10. Dünya çapında harekete geçme

a. Yıl 1985, ABD’de NOCIRC Derneğinin kuruluşu, sünnet geleneğinin güçlü olduğu İsrail dahil dünyanın birçok ülkesinin bunu takip etmesi.

b. 2010 Yılından itibaren, başta sağlık sektörü olmak üzere, çocuklara dayatılan ve tedavi amaçlı olmayan sünnete karşı çıkan kuruluşların artması.

c. 2010 Yılından itibaren, kadınlarda cinsel mütilasyona karşı çıkan GAMS‐Belgique, Terre des femmes, Tabu e.V., Stratégies Concertées MGF gibi öncü kuruluşların erkek sünnetini de sorgulayan girişimleri.
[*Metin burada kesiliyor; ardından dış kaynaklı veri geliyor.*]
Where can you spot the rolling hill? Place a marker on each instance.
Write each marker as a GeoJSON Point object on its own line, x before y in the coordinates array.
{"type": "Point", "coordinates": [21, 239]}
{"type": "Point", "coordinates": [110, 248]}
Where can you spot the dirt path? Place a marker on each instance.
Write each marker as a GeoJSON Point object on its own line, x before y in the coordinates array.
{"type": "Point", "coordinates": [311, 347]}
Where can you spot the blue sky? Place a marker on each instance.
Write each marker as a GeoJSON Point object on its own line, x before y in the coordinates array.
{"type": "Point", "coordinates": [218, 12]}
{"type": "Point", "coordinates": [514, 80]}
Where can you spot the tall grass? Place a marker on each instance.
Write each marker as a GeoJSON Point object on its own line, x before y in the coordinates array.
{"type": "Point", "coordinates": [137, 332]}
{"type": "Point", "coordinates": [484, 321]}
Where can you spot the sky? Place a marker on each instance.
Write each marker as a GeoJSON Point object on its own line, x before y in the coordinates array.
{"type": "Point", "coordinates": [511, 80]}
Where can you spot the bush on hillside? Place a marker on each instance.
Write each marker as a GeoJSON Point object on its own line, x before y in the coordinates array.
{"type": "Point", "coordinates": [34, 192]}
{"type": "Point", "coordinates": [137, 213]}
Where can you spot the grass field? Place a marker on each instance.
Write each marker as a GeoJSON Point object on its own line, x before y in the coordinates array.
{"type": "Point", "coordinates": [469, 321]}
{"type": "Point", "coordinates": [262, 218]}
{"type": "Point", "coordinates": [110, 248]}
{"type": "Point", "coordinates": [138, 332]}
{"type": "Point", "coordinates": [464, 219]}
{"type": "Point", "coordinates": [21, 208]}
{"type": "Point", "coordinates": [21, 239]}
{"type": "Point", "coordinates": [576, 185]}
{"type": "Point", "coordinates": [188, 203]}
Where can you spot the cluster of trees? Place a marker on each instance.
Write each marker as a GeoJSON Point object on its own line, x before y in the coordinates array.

d. Sünnete karşı alternatif törenlerin gerçekleştirilmesi : Brit Shalom (Sünnetsiz Vaftiz) 2017 yılında yaklaşık 240 din görevlisi tarafından gerçekleştirilmiştir. 2016 Yılında benzer bir girişim Frankofoni dünyasında da başlamıştır : Brit Shalom l’Alliance sans Souffrance

e. 2106 Yılından itibaren, Afrika’da OMS ve ONUSIDA gözetimi altında VIH/SIDA hastalığı ile mücadele için düzenlenen toplu sünnet programı VMMC Experience Project tarafından eleştirildi. Buna ilişkin tanıklıklar sünnet olanların kendi özgür iradeleriyle ve konuyu bilerek sünnet olmayı kabul etmediklerini ortaya koydu. O kadar ki, gönüllülük ve özgür iradeye dayalı olduğu söylenen ve “Voluntary” Medical Male Circumcision adı verilen program yeni doğan bebeklerin de sünnet edilmesini öneriyordu.

Sonuç

İnsanoğlunun binlerce yıldır önlenebilir bunca acıyı kendi kendine dayatması nasıl açıklanabilir? Ortaya çıkışındaki nedenler günümüzde geçerli olmadığı ve unutulduğu halde kültürel sürekliliğin olağandışı süredurum (sinerji) gücüdür bu. Böylesi bir geleneğin kökü, günümüzde cinsel mütilasyon olarak nitelendirilen, Yahudilik ve İslam öncesi dönemlere ait, sihirli ve üreme gücünü artırdığı varsayılan uygulamalara dayanır.

Her birey, bu bilgileri yayarak sünnetin yarattığı acıların sona ermesine katkıda bulunabilir. İnsanlığın, çocuklara ve sonrasının yetişkinlerine dayatılan acıları sona erdirmesi olanaksız değildir. Çin’de bin yıl boyunca uygulanan ve sakat bırakan ayak bağlama geleneğinin terkedilmiş olması buna örnektir.

Not

1. Derneğin vizyonu : “Dernek her türlü cinsel mütilasyonun sona erdirilmesini amaçlamaktadır. (Kadın, erkek, transseksüel, interseksüel kişiler üzerinde kesme (eksizyon), sünnet, ve diğerleri). Yani hedef, özgür iradeye ve bilinçli kabule dayanmayan ve tıbbi gereklilik olmadan kişi üzerinde gerçekleştirilen organ değişikliklerini sona erdirmektir. Droit au Corps (Beden Hakkı derneği) öncelikli olarak, kamuda fazla tartışılmayan sünnet konusunu ele almaktadır.